Aksi protes tak hanya dilakukan lewat pernyataan. Dalam acara Indonesia Critical Minerals Conference 2025 di Jakarta, empat pemuda Papua membentangkan spanduk bertuliskan “Nickel Mines Destroy Lives” dan “Save Raja Ampat from Nickel Mining” di hadapan Wakil Menteri Luar Negeri.

Bupati Raja Ampat, Orideko Burdam, juga menyatakan bahwa kewenangan daerah sangat terbatas dalam mencabut izin, karena sebagian besar izin dikeluarkan oleh pemerintah pusat. “Kami hanya bisa melihat kerusakan terus terjadi,” ujarnya lirih.

Langkah Presiden Prabowo mencabut izin tambang nikel ini mendapat apresiasi luas.

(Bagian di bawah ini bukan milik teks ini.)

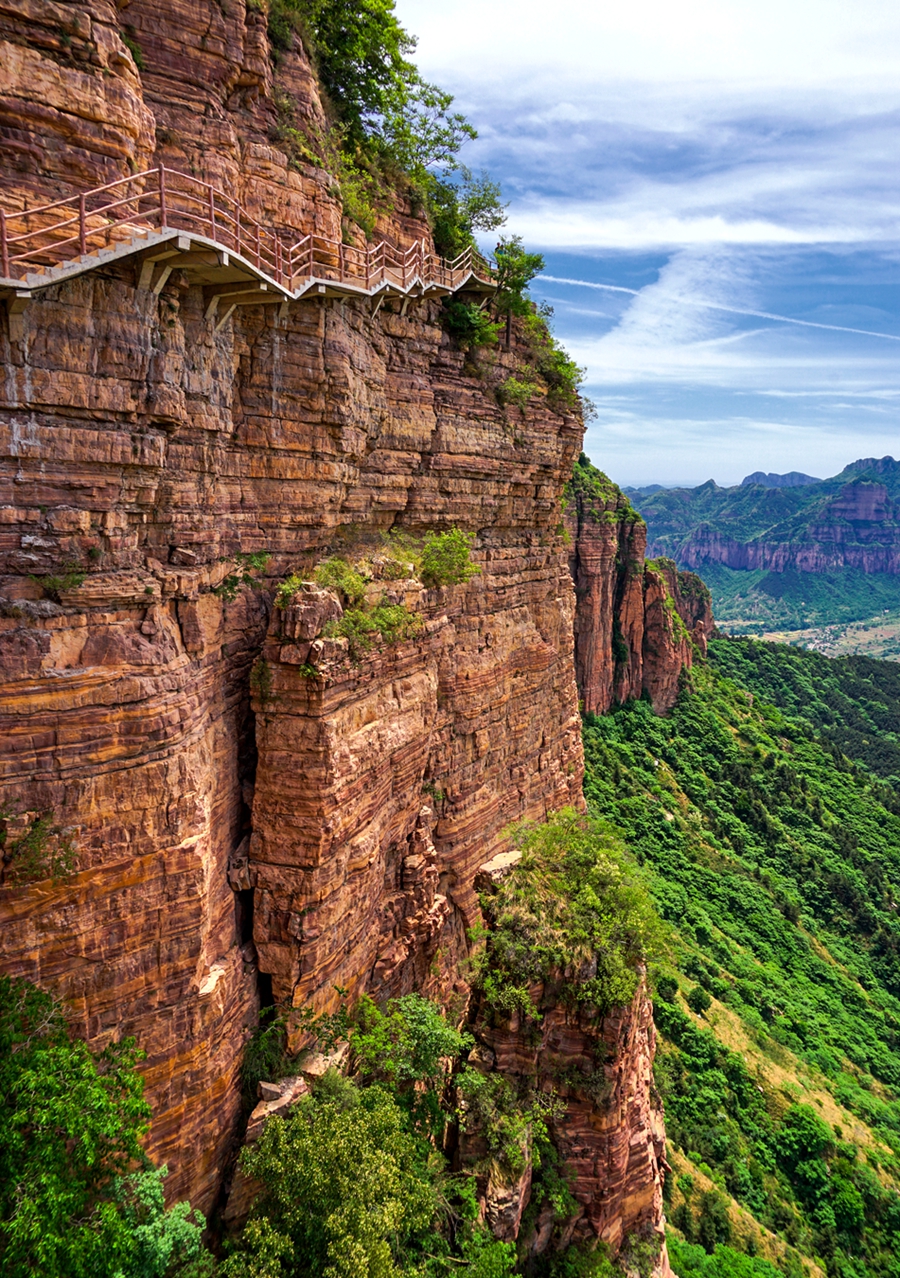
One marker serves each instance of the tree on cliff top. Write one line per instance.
(78, 1196)
(387, 116)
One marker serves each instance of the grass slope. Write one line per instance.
(775, 862)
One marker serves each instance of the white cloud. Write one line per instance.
(719, 41)
(747, 151)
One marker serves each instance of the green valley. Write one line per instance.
(772, 856)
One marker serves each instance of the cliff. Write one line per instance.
(637, 623)
(260, 812)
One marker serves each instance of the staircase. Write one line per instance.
(169, 219)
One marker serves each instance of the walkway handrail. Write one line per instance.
(168, 200)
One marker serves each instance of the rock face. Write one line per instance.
(326, 828)
(858, 528)
(637, 623)
(609, 1132)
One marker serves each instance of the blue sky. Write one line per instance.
(697, 174)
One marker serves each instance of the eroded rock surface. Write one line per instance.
(637, 623)
(330, 832)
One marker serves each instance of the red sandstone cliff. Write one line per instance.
(637, 621)
(858, 528)
(330, 832)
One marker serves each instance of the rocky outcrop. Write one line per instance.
(605, 1122)
(858, 528)
(637, 623)
(143, 449)
(384, 781)
(324, 831)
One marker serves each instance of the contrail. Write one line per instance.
(735, 311)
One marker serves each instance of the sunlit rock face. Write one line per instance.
(257, 812)
(638, 623)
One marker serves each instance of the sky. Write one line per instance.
(715, 187)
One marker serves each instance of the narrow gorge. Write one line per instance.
(263, 810)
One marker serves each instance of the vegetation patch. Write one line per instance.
(771, 856)
(32, 847)
(572, 913)
(366, 628)
(77, 1193)
(244, 573)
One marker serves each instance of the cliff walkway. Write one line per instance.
(170, 220)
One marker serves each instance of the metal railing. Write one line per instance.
(166, 200)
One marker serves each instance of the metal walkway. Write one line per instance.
(171, 220)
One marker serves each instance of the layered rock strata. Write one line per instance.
(329, 835)
(637, 623)
(606, 1126)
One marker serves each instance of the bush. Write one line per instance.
(515, 269)
(698, 1001)
(344, 1189)
(391, 623)
(446, 559)
(517, 391)
(70, 1201)
(469, 323)
(246, 569)
(573, 905)
(265, 1056)
(666, 988)
(509, 1127)
(42, 850)
(336, 574)
(287, 591)
(407, 1047)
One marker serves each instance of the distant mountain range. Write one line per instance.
(826, 550)
(793, 479)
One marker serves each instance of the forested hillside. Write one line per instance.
(774, 860)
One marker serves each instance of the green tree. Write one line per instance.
(445, 557)
(515, 269)
(78, 1198)
(345, 1189)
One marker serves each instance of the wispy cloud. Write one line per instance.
(717, 306)
(724, 175)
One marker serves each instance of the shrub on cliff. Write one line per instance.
(363, 628)
(350, 1189)
(336, 574)
(446, 559)
(574, 910)
(77, 1193)
(469, 323)
(390, 127)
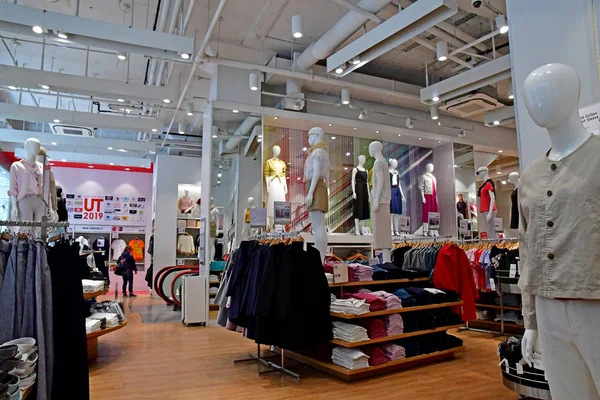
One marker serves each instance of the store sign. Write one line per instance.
(106, 210)
(282, 212)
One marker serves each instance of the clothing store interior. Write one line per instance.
(308, 199)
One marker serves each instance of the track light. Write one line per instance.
(345, 96)
(297, 31)
(253, 78)
(441, 48)
(340, 69)
(501, 23)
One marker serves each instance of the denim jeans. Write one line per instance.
(128, 277)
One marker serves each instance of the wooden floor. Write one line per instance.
(168, 361)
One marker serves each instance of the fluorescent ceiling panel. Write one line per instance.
(468, 81)
(20, 19)
(402, 27)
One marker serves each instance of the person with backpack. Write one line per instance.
(127, 268)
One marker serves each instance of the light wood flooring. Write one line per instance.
(168, 361)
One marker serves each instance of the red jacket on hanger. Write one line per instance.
(453, 272)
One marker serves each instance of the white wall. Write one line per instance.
(550, 31)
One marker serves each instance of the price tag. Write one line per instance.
(513, 270)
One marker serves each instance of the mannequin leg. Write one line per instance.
(567, 336)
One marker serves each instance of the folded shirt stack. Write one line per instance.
(375, 303)
(375, 328)
(92, 325)
(360, 272)
(392, 302)
(393, 352)
(376, 355)
(112, 320)
(349, 332)
(349, 306)
(90, 286)
(349, 358)
(394, 325)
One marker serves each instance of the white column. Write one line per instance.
(550, 31)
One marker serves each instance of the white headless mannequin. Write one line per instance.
(376, 150)
(358, 224)
(551, 95)
(28, 208)
(484, 174)
(268, 181)
(246, 230)
(395, 222)
(317, 218)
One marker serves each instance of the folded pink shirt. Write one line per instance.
(25, 179)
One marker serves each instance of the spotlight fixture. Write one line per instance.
(253, 78)
(501, 23)
(345, 96)
(441, 48)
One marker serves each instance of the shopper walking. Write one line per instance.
(128, 269)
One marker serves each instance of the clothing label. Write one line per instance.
(433, 219)
(463, 227)
(258, 217)
(404, 223)
(340, 273)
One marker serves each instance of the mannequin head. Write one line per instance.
(513, 178)
(276, 151)
(32, 148)
(375, 149)
(315, 135)
(551, 94)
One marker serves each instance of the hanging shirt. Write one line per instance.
(118, 247)
(137, 249)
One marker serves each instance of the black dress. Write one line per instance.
(361, 203)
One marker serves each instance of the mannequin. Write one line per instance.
(428, 188)
(275, 182)
(566, 316)
(381, 195)
(185, 203)
(25, 192)
(513, 178)
(397, 197)
(360, 193)
(316, 177)
(487, 202)
(246, 229)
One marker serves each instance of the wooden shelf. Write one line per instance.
(397, 310)
(384, 282)
(350, 375)
(92, 295)
(497, 307)
(393, 337)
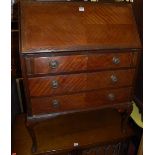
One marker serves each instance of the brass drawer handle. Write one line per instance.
(55, 84)
(114, 78)
(116, 60)
(55, 104)
(54, 64)
(111, 96)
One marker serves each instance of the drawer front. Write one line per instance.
(87, 100)
(64, 64)
(64, 84)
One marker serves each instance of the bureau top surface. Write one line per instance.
(72, 26)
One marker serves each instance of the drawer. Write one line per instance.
(64, 84)
(87, 100)
(75, 63)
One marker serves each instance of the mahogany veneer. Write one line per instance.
(74, 61)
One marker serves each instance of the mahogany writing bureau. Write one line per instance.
(77, 56)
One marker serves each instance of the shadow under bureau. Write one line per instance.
(77, 56)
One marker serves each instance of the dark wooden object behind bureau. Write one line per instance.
(74, 61)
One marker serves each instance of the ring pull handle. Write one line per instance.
(114, 78)
(111, 96)
(55, 84)
(116, 60)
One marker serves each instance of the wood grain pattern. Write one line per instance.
(60, 26)
(86, 100)
(83, 62)
(42, 86)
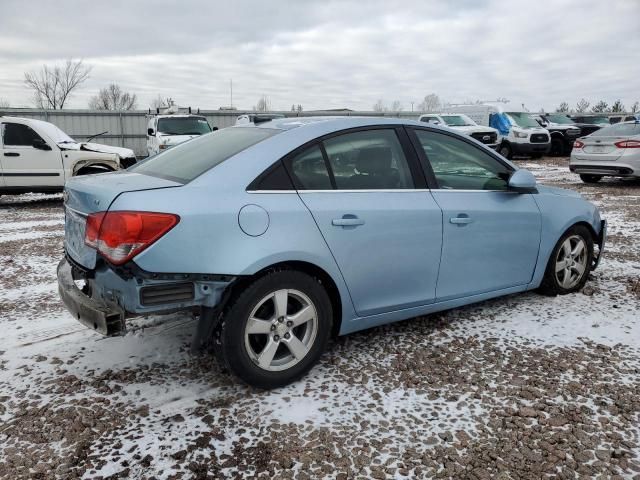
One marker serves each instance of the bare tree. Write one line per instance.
(380, 106)
(113, 98)
(162, 102)
(431, 103)
(617, 107)
(53, 85)
(582, 105)
(263, 105)
(600, 107)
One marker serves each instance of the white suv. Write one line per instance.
(37, 156)
(461, 123)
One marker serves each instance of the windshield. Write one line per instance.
(618, 130)
(183, 126)
(458, 120)
(523, 119)
(560, 119)
(190, 159)
(595, 120)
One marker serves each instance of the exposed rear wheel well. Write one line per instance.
(313, 270)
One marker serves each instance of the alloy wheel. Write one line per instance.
(281, 330)
(571, 261)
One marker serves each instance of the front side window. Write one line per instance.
(458, 165)
(16, 134)
(370, 159)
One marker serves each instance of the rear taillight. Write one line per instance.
(121, 235)
(628, 144)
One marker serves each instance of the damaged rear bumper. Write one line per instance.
(108, 297)
(99, 316)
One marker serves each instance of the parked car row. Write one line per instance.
(37, 156)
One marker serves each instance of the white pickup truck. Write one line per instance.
(37, 156)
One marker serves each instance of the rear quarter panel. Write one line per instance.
(559, 213)
(208, 238)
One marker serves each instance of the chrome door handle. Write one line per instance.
(347, 221)
(462, 219)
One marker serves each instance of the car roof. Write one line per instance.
(330, 123)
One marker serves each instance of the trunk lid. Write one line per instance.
(95, 193)
(603, 147)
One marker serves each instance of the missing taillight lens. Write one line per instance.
(628, 144)
(121, 235)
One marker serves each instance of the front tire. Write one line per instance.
(275, 330)
(586, 178)
(570, 262)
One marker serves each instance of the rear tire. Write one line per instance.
(557, 147)
(505, 151)
(275, 331)
(586, 178)
(570, 262)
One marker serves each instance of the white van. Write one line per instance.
(37, 156)
(463, 124)
(521, 133)
(171, 128)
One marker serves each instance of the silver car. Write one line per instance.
(612, 151)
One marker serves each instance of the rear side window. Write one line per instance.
(310, 170)
(187, 161)
(369, 160)
(17, 134)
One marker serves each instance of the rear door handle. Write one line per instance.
(462, 219)
(347, 221)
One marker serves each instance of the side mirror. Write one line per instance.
(40, 144)
(522, 181)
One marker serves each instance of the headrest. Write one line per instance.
(374, 160)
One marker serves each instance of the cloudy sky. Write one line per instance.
(331, 54)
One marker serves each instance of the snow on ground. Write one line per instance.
(523, 386)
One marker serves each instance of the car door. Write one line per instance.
(381, 224)
(491, 235)
(24, 165)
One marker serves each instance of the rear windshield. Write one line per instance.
(183, 126)
(185, 162)
(618, 130)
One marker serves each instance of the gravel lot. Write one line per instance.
(519, 387)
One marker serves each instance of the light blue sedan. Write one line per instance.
(281, 234)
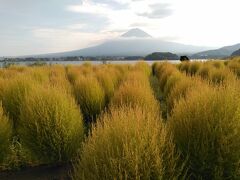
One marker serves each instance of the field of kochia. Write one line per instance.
(165, 121)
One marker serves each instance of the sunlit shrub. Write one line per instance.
(204, 71)
(90, 96)
(73, 73)
(58, 79)
(51, 125)
(218, 76)
(108, 81)
(13, 96)
(135, 91)
(144, 67)
(206, 130)
(181, 90)
(39, 74)
(172, 81)
(163, 72)
(128, 143)
(194, 67)
(185, 67)
(234, 66)
(5, 134)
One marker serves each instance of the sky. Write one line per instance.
(45, 26)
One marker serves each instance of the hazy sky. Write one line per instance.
(42, 26)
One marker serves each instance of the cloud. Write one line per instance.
(114, 4)
(158, 11)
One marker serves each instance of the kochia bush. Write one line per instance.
(128, 143)
(51, 126)
(206, 129)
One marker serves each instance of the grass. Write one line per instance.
(127, 143)
(167, 121)
(90, 96)
(13, 96)
(51, 126)
(135, 91)
(5, 134)
(206, 130)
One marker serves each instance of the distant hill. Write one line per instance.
(217, 53)
(132, 43)
(162, 56)
(236, 53)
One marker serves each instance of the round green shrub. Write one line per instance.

Namun, banyak pihak menilai langkah tersebut belum cukup. Koalisi masyarakat sipil mendesak audit total seluruh tambang di kawasan timur Indonesia serta reformasi sistem perizinan yang selama ini kerap tak transparan.

“Raja Ampat bukan untuk ditambang. Ia adalah warisan dunia yang tak tergantikan,” ujar Direktur WALHI Papua Barat.

Apakah pencabutan izin ini akan menjadi titik balik penyelamatan ekosistem Raja Ampat atau hanya respons politik sesaat? Waktu yang akan menjawab.